The vulgar thus by imitation err,
As oft the learn'd by being singular.
So much they scorn the croud, that if the throng,
By chance go right, they purposely go wrong.

Pope.

[80] There are many people, and perhaps the most of them in the capital towns, that have learnt a few common place words, such as forchin, nachur, virchue and half a dozen others, which they repeat on all occasions; but being ignorant of the extent of the practice, they are, in pronouncing most words, as vulgar as ever.

[81] It should be remarked that the late President of Pennsylvania, the Governor of New Jersey, and the President of New York college, who are distinguished for erudition and accuracy, have not adopted the English pronunciation.

[82] Not between different nations, but in the same nation. The manners and fashions of each nation should arise out of their circumstances, their age, their improvements in commerce and agriculture.

[83] Sheridan, as an improver of the language, stands among the first writers of the British nation, and deservedly. His Lectures on Elocution and on Reading, his Treatises on Education, and for the most part his Rhetorical Grammar, are excellent and almost unexceptionable performances.
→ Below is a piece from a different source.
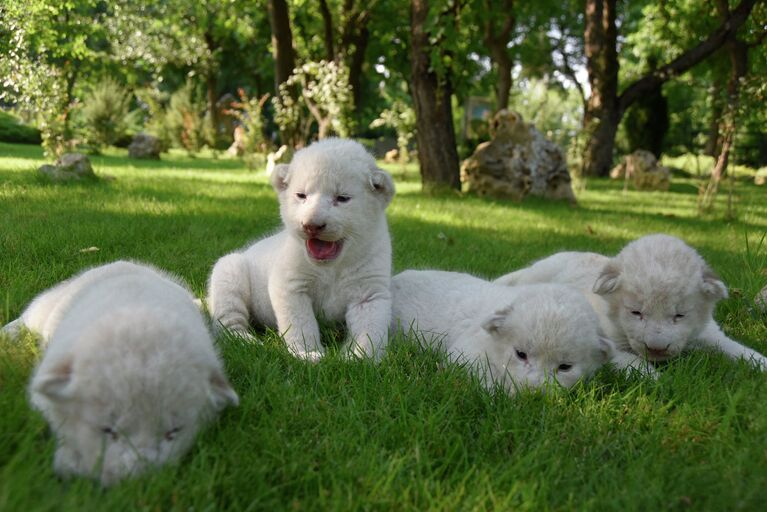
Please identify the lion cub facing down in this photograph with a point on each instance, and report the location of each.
(655, 298)
(519, 336)
(129, 371)
(333, 258)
In these, he encountered practice and prejudices, when they were found repugnant to obvious rules of propriety. But in his Dictionary he seems to have left his only defensible ground, propriety, in pursuit of that phantom, fashion. He deserted his own principles, as the Reviewers observe: and where he has done this, every rational man should desert his standard.
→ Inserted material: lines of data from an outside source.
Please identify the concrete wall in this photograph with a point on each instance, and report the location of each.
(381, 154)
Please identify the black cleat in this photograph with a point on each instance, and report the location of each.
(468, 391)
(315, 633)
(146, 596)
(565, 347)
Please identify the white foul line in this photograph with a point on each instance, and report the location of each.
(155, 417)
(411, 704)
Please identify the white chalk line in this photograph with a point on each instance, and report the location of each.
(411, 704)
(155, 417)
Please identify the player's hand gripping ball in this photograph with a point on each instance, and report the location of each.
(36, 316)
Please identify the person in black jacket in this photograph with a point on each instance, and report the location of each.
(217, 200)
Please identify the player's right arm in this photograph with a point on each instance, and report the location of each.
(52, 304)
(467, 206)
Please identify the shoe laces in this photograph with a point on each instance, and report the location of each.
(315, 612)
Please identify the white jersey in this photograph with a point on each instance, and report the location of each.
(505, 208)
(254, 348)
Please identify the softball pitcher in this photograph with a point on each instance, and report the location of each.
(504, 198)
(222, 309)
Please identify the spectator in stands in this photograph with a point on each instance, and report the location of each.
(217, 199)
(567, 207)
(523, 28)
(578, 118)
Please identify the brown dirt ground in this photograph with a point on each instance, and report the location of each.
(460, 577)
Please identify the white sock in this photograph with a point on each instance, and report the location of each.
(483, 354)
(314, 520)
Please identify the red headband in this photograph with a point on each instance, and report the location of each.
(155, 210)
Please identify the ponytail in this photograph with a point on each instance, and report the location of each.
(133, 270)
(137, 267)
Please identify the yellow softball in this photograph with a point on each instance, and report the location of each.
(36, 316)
[84] From this description must be excepted some arts which have for their object, the pleasures of sense and imagination; as music and painting; and sciences which depend on fixed principles, and not on opinion, as mathematics and philosophy. The former flourish in the last stages of national refinement, and the latter are always proceeding towards perfection, by discoveries and experiment. Criticism also flourishes in Great Britain: Men read and judge accurately, when original writers cease to adorn the sciences. Correct writers precede just criticism.